As Liao mentioned, Amazon had a reputation in the early days of its China operation for being a site that would have legitimate products and so was trusted by Chinese consumers. Chinese players like Alibaba struggled with policing fake items on their sites. Chinese e-commerce players, however, have been taking proactive measures to fight counterfeit goods.

Not only is Amazon trying to compete with e-commerce giants like JD and Alibaba, who are often able to deliver goods to Chinese customers faster, but smaller domestic like Pinduoduo and VIP.com are also offering a challenge.

The U.S. giant has also not been as aggressive on the marketing front as some of its rivals. Alibaba and JD both do huge sales promotions and big advertising campaigns on Nov.11 each year, known in China as Singles Day.

Amazon said in its statement that it is emphasizing cross-border trade. While that may have been a unique part of the business in the past, China’s domestic players have put a big focus on that in recent years. In November, Alibaba announced plans to help global businesses sell $200 billion in goods to China in the next five years. However, analysts said Amazon can still compete for now.

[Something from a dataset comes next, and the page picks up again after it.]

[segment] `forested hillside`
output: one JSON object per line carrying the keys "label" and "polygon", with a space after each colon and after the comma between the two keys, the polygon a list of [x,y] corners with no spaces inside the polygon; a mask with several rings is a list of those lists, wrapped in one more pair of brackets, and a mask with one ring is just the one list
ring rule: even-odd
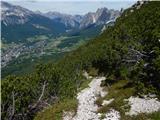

“JD and Alibaba are better positioned because they have larger traffic and consumers trust these two platforms (relatively to other platforms). But one thing I need to point out is that cross-border e-commerce in China is not as consolidated as regular domestic e-commerce, online shoppers go to different platforms for different overseas merchandises,” Chun told CNBC. “Therefore, Amazon’s cross border e-commerce is still very competitive.”

Chun said Amazon’s cross-border business is “not insignificant,” but the U.S. firm “doesn’t realize their problem in the Chinese operation and doesn’t want to catch up.”

“I don’t rule out the possibility that Amazon’s cross-border business will follow the same path of Amazon’s China domestic e-commerce business,” Chun said.

In its statement Amazon said its “commitment to China remains strong.”